Berlin’de deprem ve Hatay gerçeği anlatıldı!

HABER MERKEZİ

Antik Antakyalılar Derneği’nin davetlisi olarak Berlin’e Hatay Kültür Sanat Edebiyat Platformu adına gelen eğitimci-yazar Müslüm Kabadayı, Tiyaro 28’in salonunda Platformun hazırladığı “Hatay ve Deprem Gerçeği” kitabını tanıttı. MKÜ İletişim Fakültesi’nden Prof. Dr. Sedat Cereci’nin ve Sibel Tekin’in hazırladıkları iki belgesel gösterildi.

Açılış konuşmasını yapan Macit Şahyazıcı, “Öyle bir şehirde doğum ki içinde her milletten insan vardır. Öyle bir şehirde doğdum ki kapılarında kilit yoktu. Öyle bir şehirde doğdum ki Mariya Teyzenin oğlu Rizkullah, Muhammet Amcanın oğlu Ali, Yakup Amcanın kızı Leyla, Nazire Teyzenin oğlu Ohannes, Mikail Amcanın kızı Diana, Yahya Amcanın oğlu Ishak vardır. Bu saydığım insanların hepsi doğduğum şehirde bir arada yaşarlar. Sebepsiz yere seversin doğduğum şehri. Anadolu hamurunu kaybetmeyen tek büyük şehirdir.” dedi.

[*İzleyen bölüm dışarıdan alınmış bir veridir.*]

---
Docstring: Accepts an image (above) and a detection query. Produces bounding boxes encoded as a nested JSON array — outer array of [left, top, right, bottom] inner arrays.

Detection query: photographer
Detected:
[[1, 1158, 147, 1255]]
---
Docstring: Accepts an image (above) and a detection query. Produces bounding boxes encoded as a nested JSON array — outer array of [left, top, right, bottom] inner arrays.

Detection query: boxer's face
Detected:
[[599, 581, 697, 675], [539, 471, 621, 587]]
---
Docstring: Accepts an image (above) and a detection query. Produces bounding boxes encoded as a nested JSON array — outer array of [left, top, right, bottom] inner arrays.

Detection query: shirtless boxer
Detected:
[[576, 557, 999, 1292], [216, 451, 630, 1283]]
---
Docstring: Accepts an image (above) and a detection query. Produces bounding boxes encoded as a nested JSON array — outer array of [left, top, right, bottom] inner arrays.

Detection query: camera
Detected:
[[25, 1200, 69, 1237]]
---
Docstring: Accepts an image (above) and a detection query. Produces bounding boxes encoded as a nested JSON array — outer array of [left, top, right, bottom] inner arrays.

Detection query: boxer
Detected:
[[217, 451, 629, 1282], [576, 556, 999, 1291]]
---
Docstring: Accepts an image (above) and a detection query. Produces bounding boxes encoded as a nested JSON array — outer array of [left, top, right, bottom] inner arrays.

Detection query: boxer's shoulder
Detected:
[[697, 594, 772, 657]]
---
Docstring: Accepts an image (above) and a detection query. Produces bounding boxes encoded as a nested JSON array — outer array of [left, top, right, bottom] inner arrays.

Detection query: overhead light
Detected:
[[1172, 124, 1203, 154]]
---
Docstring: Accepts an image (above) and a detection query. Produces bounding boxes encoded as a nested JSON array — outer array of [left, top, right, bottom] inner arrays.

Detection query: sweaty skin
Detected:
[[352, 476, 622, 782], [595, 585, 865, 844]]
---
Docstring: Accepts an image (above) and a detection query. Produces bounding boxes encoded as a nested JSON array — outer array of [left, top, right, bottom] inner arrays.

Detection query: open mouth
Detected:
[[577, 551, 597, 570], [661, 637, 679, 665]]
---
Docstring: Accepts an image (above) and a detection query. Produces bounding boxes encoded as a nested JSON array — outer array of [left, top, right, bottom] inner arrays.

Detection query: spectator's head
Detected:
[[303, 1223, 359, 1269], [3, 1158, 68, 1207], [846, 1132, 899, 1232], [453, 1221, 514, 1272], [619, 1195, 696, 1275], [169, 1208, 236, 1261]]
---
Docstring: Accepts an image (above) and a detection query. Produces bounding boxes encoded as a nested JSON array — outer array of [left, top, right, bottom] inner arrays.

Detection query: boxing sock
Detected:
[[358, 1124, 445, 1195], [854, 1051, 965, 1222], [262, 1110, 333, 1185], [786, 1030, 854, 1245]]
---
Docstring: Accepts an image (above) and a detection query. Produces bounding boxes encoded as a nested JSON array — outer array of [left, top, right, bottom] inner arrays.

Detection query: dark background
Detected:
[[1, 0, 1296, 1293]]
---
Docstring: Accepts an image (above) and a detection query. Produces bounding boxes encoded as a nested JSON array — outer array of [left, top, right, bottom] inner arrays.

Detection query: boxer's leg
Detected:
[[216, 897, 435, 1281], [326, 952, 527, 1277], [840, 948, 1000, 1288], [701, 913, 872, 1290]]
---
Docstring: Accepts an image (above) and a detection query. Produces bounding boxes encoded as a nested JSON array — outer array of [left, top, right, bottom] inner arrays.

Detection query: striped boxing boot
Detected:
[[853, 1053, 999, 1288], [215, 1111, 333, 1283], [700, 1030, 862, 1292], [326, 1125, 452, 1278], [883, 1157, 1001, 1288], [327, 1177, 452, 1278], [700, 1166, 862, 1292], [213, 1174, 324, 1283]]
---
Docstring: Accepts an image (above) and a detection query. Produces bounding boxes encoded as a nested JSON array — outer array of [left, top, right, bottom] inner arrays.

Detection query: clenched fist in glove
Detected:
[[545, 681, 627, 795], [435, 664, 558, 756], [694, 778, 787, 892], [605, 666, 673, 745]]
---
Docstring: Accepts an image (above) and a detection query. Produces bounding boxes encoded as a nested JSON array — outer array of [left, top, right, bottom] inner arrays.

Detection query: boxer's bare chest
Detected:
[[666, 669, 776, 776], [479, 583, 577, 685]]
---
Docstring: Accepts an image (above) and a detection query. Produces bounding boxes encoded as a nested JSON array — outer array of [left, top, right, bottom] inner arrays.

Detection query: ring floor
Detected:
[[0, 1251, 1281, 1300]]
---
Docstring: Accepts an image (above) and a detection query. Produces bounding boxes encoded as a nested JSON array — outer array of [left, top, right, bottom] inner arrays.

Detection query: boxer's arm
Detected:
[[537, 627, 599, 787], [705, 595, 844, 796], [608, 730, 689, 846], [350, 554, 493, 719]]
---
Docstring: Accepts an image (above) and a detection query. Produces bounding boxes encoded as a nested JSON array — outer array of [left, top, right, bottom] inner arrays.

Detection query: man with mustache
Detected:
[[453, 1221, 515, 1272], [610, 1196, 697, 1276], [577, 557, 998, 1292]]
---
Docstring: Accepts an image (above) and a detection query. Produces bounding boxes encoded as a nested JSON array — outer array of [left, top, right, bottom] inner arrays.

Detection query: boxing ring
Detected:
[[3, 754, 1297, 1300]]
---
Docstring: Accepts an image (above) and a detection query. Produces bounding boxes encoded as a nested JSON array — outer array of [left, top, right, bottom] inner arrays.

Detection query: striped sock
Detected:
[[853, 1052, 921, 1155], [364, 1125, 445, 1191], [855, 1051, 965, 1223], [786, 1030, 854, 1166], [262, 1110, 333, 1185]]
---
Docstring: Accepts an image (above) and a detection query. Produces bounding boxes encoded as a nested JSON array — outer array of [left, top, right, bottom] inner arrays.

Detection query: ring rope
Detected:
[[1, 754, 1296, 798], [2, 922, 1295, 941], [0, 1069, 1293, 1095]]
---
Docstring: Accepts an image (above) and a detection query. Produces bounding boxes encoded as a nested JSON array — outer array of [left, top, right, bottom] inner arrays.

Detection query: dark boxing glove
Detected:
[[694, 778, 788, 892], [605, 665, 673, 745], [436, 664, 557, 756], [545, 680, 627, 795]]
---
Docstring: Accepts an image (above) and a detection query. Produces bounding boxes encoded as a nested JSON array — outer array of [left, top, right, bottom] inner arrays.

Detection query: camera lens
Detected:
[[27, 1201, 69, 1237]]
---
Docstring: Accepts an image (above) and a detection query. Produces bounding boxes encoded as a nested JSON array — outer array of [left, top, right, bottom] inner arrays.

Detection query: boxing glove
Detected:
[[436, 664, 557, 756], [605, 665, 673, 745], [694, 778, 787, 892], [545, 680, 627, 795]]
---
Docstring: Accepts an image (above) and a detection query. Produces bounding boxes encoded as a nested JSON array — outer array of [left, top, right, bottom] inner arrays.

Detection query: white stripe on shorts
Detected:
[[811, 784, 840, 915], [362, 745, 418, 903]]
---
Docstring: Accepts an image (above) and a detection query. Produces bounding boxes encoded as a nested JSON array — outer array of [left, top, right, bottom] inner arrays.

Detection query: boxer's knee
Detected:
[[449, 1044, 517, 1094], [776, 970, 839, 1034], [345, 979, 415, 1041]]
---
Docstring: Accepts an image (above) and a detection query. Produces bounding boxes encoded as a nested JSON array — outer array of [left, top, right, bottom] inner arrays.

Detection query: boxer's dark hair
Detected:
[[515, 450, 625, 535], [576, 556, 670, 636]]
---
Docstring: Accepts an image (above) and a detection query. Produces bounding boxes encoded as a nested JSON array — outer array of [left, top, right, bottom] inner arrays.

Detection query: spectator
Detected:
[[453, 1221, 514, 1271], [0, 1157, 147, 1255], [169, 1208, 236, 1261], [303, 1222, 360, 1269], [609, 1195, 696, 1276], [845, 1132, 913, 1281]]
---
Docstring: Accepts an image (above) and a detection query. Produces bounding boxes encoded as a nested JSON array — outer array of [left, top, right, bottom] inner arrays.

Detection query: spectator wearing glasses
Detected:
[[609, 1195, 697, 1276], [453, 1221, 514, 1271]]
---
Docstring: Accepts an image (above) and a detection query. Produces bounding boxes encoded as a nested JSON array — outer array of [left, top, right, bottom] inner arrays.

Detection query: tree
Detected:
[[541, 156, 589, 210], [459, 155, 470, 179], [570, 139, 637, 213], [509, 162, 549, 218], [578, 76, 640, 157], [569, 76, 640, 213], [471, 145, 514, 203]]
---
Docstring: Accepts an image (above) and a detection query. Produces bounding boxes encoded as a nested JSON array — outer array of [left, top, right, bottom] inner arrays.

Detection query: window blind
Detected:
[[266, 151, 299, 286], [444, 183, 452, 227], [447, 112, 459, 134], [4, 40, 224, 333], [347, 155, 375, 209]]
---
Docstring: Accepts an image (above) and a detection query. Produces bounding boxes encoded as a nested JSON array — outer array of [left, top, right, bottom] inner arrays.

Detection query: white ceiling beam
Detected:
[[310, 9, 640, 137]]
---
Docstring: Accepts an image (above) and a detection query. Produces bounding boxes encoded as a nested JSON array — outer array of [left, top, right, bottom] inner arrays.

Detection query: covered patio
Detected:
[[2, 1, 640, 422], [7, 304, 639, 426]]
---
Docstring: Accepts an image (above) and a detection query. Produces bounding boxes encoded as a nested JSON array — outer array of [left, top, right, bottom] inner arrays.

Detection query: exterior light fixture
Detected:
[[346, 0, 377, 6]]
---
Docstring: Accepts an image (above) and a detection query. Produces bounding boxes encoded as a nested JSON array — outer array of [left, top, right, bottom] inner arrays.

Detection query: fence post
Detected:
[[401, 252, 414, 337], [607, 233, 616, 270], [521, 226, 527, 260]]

“DEPREM ŞEHİRLERİMİZİ YIKTI”

Antik Antakyalılar Derneği Başkanı Nihat Sorgeç’de, “Deprem şehirlerimizi yıktı. Yakınlarımızı, dostlarımızı aramızdan aldı. Büyük yıkıma karşı dayanışmayla ayağa kalkıp kadim şehirlerimizi yeniden kuracağız. Dernek olarak bu konuda Hatay Kültür Sanat Edebiyat Platformu’yla da dayanışma içinde olacağız.” dedi ve sözü Müslüm Kabadayı’ya verdi.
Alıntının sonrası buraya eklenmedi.